I think about the Island of California when I look at Joshua Comer's data analysis graph. His task -- to track the word "California" (and related phrases) through millions of books published across nine languages and several centuries -- appears simple enough, but what it yields is something else again. To me, it looks like a voiceprint, or a series of overlapping voiceprints, the residue of a conversation we've been having without ever really calculating it, from continent to continent and year to year. It may start with Rodríguez de Montalvo, but it's the proliferation that's important...or, better yet, the cacophony.

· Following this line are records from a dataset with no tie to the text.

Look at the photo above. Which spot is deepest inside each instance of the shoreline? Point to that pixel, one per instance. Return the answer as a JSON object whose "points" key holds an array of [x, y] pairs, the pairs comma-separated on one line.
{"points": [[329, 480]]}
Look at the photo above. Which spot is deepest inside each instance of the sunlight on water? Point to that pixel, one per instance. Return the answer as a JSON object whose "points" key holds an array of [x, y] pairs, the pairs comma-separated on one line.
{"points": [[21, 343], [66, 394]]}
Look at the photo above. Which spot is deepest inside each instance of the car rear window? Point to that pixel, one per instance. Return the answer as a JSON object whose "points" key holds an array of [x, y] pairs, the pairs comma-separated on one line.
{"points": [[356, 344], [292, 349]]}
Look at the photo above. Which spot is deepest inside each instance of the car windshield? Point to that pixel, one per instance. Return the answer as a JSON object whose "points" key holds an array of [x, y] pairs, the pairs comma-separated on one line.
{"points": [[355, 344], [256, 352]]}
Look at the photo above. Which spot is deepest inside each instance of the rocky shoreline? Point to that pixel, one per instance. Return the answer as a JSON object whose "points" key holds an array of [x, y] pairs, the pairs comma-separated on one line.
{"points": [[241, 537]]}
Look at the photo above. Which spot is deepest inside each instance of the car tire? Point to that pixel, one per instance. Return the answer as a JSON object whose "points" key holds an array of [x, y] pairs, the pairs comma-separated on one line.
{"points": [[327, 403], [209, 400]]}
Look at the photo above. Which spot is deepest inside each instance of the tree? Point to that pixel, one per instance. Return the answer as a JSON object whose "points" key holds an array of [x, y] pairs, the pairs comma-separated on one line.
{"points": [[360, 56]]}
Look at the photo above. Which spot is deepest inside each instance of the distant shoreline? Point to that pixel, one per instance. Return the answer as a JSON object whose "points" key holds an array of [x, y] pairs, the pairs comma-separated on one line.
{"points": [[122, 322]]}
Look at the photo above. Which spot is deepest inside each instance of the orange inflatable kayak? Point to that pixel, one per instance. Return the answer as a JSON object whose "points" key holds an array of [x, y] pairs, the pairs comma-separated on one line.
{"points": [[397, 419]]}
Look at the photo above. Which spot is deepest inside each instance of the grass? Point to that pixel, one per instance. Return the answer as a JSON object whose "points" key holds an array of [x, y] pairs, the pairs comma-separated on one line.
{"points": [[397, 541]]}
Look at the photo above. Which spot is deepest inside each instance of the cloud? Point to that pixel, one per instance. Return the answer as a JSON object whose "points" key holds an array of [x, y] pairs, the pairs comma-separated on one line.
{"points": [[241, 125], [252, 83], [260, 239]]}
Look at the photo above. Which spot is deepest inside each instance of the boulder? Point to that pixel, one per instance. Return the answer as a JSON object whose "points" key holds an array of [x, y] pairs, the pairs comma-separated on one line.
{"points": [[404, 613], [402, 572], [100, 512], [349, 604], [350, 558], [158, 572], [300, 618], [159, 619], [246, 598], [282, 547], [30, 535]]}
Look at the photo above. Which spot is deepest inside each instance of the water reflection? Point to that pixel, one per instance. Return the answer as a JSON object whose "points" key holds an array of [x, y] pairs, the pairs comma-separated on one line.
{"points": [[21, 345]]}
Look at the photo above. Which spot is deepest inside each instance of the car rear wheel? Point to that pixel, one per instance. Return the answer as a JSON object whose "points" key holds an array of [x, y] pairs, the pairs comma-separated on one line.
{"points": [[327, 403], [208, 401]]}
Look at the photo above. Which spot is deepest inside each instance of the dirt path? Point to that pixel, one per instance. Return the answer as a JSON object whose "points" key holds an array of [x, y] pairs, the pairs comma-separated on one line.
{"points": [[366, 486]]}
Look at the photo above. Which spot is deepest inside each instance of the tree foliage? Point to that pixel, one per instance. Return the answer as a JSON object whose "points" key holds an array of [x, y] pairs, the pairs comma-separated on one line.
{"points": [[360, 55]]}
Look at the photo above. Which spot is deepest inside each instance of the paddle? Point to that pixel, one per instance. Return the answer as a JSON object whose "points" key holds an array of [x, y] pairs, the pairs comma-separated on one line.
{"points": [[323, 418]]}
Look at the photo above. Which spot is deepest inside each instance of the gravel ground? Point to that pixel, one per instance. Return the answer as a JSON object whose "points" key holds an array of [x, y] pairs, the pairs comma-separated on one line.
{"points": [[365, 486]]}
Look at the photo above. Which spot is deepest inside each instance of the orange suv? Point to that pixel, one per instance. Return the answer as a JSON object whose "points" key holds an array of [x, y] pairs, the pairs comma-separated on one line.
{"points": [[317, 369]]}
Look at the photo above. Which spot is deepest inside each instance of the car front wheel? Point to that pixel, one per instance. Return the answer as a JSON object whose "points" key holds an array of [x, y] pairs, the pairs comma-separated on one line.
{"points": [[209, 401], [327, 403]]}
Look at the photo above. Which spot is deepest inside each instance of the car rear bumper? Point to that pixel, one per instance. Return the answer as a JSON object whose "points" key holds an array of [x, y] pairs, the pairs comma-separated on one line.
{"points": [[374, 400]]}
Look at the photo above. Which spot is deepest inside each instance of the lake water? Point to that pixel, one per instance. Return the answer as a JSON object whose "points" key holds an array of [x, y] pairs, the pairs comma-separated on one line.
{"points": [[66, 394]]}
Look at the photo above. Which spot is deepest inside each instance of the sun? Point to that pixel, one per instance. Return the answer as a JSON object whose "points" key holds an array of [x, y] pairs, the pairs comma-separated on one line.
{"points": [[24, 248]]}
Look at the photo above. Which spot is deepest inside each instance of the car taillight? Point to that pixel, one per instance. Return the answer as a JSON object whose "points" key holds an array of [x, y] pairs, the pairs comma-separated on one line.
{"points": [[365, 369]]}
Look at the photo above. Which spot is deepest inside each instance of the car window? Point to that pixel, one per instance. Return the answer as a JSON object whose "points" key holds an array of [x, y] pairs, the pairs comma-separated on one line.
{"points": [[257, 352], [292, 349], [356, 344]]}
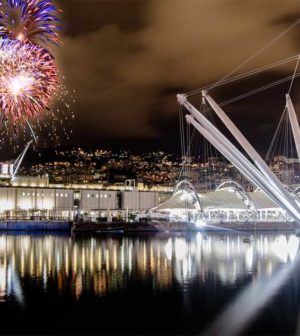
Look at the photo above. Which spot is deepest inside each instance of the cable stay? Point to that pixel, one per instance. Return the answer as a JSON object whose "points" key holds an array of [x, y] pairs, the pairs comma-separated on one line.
{"points": [[258, 52]]}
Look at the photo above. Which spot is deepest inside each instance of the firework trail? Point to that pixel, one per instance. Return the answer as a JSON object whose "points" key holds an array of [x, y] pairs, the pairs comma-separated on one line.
{"points": [[28, 80], [33, 96], [35, 21]]}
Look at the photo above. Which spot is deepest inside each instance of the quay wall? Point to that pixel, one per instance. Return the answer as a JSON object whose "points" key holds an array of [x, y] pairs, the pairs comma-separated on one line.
{"points": [[34, 225]]}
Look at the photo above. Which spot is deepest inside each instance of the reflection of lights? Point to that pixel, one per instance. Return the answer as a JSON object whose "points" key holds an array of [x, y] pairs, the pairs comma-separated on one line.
{"points": [[168, 249], [181, 248], [249, 258], [279, 248], [107, 262], [293, 247], [200, 223]]}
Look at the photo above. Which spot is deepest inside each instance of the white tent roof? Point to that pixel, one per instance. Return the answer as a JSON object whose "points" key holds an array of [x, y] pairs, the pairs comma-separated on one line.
{"points": [[222, 199]]}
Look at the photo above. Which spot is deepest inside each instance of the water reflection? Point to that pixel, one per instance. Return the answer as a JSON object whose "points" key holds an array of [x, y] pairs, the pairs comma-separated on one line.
{"points": [[101, 265]]}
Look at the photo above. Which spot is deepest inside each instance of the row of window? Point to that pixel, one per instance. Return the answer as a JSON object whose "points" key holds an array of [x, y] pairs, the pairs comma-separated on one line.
{"points": [[97, 195], [38, 194]]}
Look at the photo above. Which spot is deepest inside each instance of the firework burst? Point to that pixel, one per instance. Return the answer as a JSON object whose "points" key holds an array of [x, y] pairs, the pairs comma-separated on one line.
{"points": [[28, 80], [30, 20]]}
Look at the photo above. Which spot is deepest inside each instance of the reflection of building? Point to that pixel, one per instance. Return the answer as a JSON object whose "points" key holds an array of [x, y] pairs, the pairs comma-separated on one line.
{"points": [[104, 265]]}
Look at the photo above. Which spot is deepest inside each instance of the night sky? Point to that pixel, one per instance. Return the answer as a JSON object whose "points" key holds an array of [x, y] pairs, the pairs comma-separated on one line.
{"points": [[127, 60]]}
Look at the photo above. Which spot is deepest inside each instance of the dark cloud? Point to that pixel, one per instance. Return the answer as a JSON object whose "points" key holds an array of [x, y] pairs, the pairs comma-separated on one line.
{"points": [[84, 16], [127, 61]]}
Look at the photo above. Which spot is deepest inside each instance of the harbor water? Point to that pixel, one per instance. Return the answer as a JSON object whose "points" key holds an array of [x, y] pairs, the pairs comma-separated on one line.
{"points": [[198, 284]]}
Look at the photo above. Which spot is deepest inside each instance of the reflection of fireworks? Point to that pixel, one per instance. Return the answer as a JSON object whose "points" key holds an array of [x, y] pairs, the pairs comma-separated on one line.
{"points": [[28, 79], [29, 20]]}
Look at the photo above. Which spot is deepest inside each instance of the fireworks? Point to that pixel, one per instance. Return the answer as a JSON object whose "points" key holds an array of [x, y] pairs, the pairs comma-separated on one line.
{"points": [[35, 21], [32, 98], [28, 80]]}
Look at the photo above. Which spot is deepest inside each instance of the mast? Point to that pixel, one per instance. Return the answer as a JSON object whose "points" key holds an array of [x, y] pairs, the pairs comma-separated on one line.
{"points": [[220, 142], [257, 159], [294, 123]]}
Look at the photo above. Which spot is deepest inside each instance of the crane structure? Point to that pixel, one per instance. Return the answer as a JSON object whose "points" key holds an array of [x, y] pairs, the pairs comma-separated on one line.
{"points": [[19, 160]]}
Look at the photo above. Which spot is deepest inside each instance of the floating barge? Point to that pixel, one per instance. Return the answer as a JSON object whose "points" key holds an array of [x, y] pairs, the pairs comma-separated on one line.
{"points": [[157, 226]]}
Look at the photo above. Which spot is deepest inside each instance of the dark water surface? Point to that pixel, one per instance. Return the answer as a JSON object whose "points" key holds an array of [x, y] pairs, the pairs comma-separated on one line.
{"points": [[205, 284]]}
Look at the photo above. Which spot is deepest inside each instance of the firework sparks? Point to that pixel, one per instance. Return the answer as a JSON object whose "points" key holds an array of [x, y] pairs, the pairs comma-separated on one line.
{"points": [[28, 80], [29, 20]]}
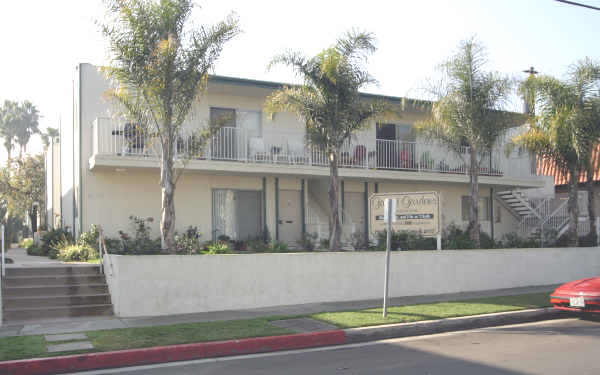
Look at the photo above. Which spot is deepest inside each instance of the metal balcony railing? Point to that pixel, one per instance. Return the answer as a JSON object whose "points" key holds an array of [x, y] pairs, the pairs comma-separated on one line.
{"points": [[237, 145]]}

Cacophony? Yes, the cacophony of California, which is itself made up of voiceprints, languages interrupting one another, each reading (and writing and speaking) the place through its own filter, its own point-of-view. Such an idea comes embedded in the very heart of Comer's research, which seems to address the state as both myth and landscape, manifest and historical destiny, demographic and promised land. I'm not even going to try to summarize his findings; to be honest, I don't think I could do them justice, and anyway, I'm less interested in the data than in the effect. Still, for all that his graphs reveal the fate of references to the state and some of its most essential tropes (the "California dream," for instance, or "Californian gold"), what they also do is suggest that this is just the beginning of the story, that we are looking at the expression of California as idea.

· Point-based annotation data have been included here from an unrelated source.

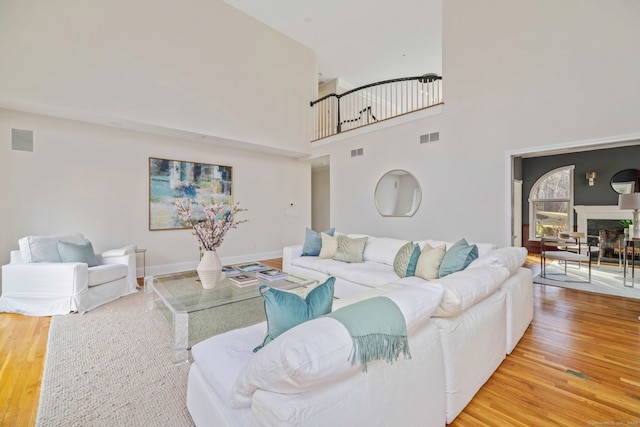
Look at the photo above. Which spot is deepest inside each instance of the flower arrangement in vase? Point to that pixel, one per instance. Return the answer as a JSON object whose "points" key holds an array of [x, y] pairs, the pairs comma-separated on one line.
{"points": [[217, 220]]}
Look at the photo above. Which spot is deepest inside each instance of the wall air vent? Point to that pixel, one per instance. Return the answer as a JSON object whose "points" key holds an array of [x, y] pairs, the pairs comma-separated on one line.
{"points": [[430, 137], [22, 140]]}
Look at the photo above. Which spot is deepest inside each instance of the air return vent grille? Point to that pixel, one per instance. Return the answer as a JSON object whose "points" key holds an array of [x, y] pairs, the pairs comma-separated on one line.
{"points": [[21, 140], [430, 137]]}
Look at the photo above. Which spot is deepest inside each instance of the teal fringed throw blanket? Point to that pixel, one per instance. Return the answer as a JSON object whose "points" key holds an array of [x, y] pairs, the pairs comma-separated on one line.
{"points": [[377, 328]]}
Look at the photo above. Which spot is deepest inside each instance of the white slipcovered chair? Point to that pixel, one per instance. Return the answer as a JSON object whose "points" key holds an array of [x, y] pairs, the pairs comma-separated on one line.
{"points": [[52, 275]]}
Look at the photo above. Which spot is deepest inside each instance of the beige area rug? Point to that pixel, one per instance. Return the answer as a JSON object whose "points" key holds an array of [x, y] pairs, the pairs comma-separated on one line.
{"points": [[111, 366], [605, 279]]}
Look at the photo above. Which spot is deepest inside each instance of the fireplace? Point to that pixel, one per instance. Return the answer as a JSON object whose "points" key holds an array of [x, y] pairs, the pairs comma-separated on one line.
{"points": [[603, 221], [610, 233]]}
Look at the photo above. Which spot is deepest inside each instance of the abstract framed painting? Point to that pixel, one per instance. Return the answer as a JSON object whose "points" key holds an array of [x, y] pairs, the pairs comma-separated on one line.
{"points": [[173, 180]]}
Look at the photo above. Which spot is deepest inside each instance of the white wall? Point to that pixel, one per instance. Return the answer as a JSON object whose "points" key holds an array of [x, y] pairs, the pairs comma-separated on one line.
{"points": [[517, 76], [95, 180], [198, 65], [321, 200]]}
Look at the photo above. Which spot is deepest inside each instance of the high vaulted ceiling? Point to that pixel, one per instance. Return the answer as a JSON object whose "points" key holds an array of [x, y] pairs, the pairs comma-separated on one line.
{"points": [[359, 41]]}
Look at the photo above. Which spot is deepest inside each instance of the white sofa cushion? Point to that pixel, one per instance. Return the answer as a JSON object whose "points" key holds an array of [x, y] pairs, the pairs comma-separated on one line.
{"points": [[429, 261], [329, 246], [382, 249], [467, 288], [511, 258], [314, 263], [101, 274], [483, 248], [233, 350], [368, 273], [45, 248], [315, 353]]}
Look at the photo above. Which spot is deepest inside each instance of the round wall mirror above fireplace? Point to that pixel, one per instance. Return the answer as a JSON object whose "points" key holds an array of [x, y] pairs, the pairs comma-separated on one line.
{"points": [[626, 181], [397, 194]]}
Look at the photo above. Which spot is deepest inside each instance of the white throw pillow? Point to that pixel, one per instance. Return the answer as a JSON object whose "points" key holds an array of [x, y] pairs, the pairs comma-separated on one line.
{"points": [[315, 354], [429, 262], [382, 249], [329, 246], [512, 258], [45, 248]]}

As to why this is important, California has always existed as part of both the real world (whatever that is) and the imagination, a territory we occupy and one we also dream. Read Comer's image one way and you get the former; read it another, and it's the latter that bleeds through. Just look at the spikes -- the earliest right around 1850, denoting statehood and the Gold Rush, the next near 1870 (the completion of the continental railroad), and a third in the late 1880s and early 1890s, the time of the first great Los Angeles real-estate boom. This was when the "California Dream" was invented, although its substantiality has long been a subject of debate. After the boom imploded, Carey McWilliams once noted, sixty-two out of "more than a hundred towns platted in Los Angeles County" ceased to exist, if they had ever: "The town of Carlton had 4,060 lots and not a single resident; Nadeau had 4,470 lots but no settlers; Manchester had 2,304 lots, but no inhabitants; Santiago had 2,110 lots, a few houses, but no occupants for the houses; Chicago Park, laid out in the wash of the San Gabriel River, had 2,289 lots and one resident; while the town of Sunset had 2,014 lots and a watchman." Against such a template, it is tempting to think about California as a blank slate, an empty canvas, with no heritage or history -- and yet, the graphs insist otherwise.

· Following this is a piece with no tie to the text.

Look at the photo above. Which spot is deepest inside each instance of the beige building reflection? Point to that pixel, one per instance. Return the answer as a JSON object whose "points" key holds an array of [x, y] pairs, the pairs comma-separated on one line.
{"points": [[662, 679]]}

How does this work? Let's return to those peaks again, not just collectively but within each of the languages (and one nation, the United States) that Comer charts. In American books, California seems to represent, as we might suspect, its own country: "all that raw land," to borrow a phrase from Jack Kerouac, "that rolls in one unbelievable huge bulge over to the West Coast, and all that road going, all the people dreaming in the immensity of it." Kerouac was a romantic, but what's interesting about the graph is that it is romantic also -- or more accurately, romance quantified. It is a portrait of our collective fascination with California, all our arguments and denigrations, as well as the boosters and the hucksters, a portrait in sheer data of the state and what it means. This extends beyond American English, to Spanish, British English, Italian, German, Hebrew, French. References in simplified Chinese rise dramatically between the 1920s and the late 1940s, a function, in part perhaps, of the smallness of the sample, although I prefer to read it in the context of miscegenation laws. Those were dismantled in California in 1948, five years after the repeal of the Chinese Exclusion Act and a year before Mao's revolution, and I would like to think these things are related, reflected in the upward movement of the graph.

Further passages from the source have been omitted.